Thariqah dan Kebangsaan
Tanggal 17 Agustus merupakan hari yang sangat bersejarah, karena di tanggal itulah pada tahun 1945 Bangsa Indonesia mendeklarasikan kemerdekaannya. Kemerdekaan Indonesia tidak diraih dengan mudah, ia diraih dengan pengorbanan harta juga nyawa. Untuk membangun sebuah semangat juang meraih kemerdekaan, sebagai sebuah anti tesis dari penjajahan yang tengah terjadi dibutuhkan sebuah tekad dan semangat membaja, juga keimanan. Disinilah thariqah atau ordo persaudaraan kaum sufi ikut berperan besar dalam mendorong terjadinya sebuah kemerdekaan melalui semangat bela negara, cinta kebangsaan, dan tanah air yang dibalut oleh nilai-nilai ketuhanan.

Thariqah sebagai Gerakan Perubahan Sosial
Tanggal 17 Agustus merupakan hari yang sangat bersejarah, karena di tanggal itulah pada tahun 1945 Bangsa Indonesia mendeklarasikan kemerdekaannya. Kemerdekaan Indonesia tidak diraih dengan mudah, ia diraih dengan pengorbanan harta juga nyawa. Untuk membangun sebuah semangat juang meraih kemerdekaan, sebagai sebuah anti tesis dari penjajahan yang tengah terjadi dibutuhkan sebuah tekad dan semangat membaja, juga keimanan. Disinilah thariqah atau ordo persaudaraan kaum sufi ikut berperan besar dalam mendorong terjadinya sebuah kemerdekaan melalui semangat bela negara, cinta kebangsaan, dan tanah air yang dibalut oleh nilai-nilai ketuhanan.
Thariqah secara bahasa berarti jalan, jalan yang dimaksud adalah jalan menuju Tuhan yang ditempuh oleh pengamal dan penganut tasawuf. Dalam proses berjalannya waktu maka thariqah bermakna organisasi kelembagaan (Nasution, 2018). Tasawuf dan thariqah sering dirtikan sebangun, tetapi dapat diketahui bahwa thariqah adalah sebuah metode atau ajaran kelembagaan yang mengajarkan teknik penyucian diri yang dilakukan oleh pengamal tasawuf. Thariqah adalah bagian dari ilmu tasawuf, sebuah ilmu yang mempelajari bagaimana manusia menjalankan ibadah kepada Allah sesuai tuntunan Islam. Thariqah adalah organisasi tasawuf yang berupaya melestarikan ajaran-ajaran spiritual Islam yang telah dilakukan oleh para guru tasawuf (Tedy, 2017).

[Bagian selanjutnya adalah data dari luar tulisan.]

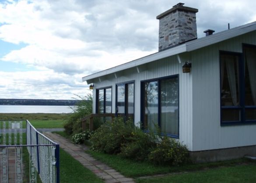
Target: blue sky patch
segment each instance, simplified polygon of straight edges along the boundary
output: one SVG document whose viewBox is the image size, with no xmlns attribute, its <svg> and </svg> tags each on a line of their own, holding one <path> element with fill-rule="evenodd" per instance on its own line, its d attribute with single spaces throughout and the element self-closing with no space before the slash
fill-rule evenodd
<svg viewBox="0 0 256 183">
<path fill-rule="evenodd" d="M 20 50 L 27 45 L 24 43 L 16 44 L 0 40 L 0 58 L 2 58 L 13 50 Z"/>
</svg>

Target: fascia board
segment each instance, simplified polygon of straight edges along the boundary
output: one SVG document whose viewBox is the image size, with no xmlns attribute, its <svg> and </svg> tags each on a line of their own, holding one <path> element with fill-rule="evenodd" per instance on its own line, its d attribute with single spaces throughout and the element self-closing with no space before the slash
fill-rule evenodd
<svg viewBox="0 0 256 183">
<path fill-rule="evenodd" d="M 256 22 L 228 30 L 186 43 L 187 51 L 191 51 L 256 30 Z M 232 30 L 233 29 L 233 30 Z"/>
<path fill-rule="evenodd" d="M 102 71 L 82 78 L 83 81 L 91 80 L 99 77 L 113 74 L 123 70 L 133 68 L 153 61 L 186 51 L 185 44 L 181 44 L 164 51 L 157 52 L 137 60 Z"/>
</svg>

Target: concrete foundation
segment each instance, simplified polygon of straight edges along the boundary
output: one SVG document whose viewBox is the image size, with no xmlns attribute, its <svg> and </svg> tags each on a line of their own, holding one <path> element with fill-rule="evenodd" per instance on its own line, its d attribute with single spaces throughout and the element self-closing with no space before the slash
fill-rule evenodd
<svg viewBox="0 0 256 183">
<path fill-rule="evenodd" d="M 242 158 L 245 156 L 256 157 L 256 146 L 237 147 L 206 151 L 190 151 L 189 155 L 195 163 L 204 163 Z"/>
</svg>

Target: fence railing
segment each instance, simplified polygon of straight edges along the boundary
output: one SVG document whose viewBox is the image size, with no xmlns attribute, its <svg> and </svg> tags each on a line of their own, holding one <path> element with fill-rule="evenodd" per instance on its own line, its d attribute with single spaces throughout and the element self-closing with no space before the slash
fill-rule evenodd
<svg viewBox="0 0 256 183">
<path fill-rule="evenodd" d="M 26 179 L 24 147 L 29 154 L 29 182 L 36 182 L 38 174 L 43 183 L 59 183 L 59 145 L 28 120 L 0 121 L 0 182 L 22 183 Z"/>
</svg>

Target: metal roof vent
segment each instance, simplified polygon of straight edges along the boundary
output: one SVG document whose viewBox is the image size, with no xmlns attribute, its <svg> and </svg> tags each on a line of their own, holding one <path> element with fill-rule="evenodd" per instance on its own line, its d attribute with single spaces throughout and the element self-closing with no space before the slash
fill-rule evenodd
<svg viewBox="0 0 256 183">
<path fill-rule="evenodd" d="M 203 32 L 205 33 L 205 36 L 210 36 L 213 34 L 215 32 L 215 30 L 212 30 L 210 29 L 207 29 L 206 30 L 204 30 Z"/>
</svg>

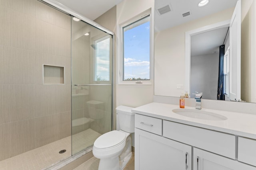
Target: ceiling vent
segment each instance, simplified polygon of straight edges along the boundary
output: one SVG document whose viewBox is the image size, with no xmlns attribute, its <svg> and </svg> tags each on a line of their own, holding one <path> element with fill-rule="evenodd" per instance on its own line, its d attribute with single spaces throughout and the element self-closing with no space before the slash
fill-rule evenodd
<svg viewBox="0 0 256 170">
<path fill-rule="evenodd" d="M 182 14 L 182 16 L 183 17 L 185 17 L 187 16 L 190 16 L 190 15 L 191 15 L 191 12 L 190 11 Z"/>
<path fill-rule="evenodd" d="M 171 4 L 168 4 L 164 6 L 161 6 L 157 8 L 156 10 L 160 15 L 162 15 L 167 12 L 172 11 L 172 8 Z"/>
</svg>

Gerakan tasawuf dalam sebuah wadah organisasi thariqah berperan jauh dalam proses pembangunan manusia untuk membentuk akhlaq dan etika manusia (Hakim, 2019). Thariqah tasawuf bukanlah perilaku eksklusif keagamaan, melainkan sebuah gerakan keagamaan yang secara massif dan inklusif menumbuhkan rasa kemanusiaan dan keadilan bagi sesama. Gerakan thariqah tasawuf merupakan sebuah gerakan keagaamaan yang telah ada sejak berabad lampau di Nusantara. Beberapa thariqah merupakan cabang dari thariqah internasional, seperti thariqah Naqsbandiyah, dan thariqah Syadziliyah (Yulianto, 2017).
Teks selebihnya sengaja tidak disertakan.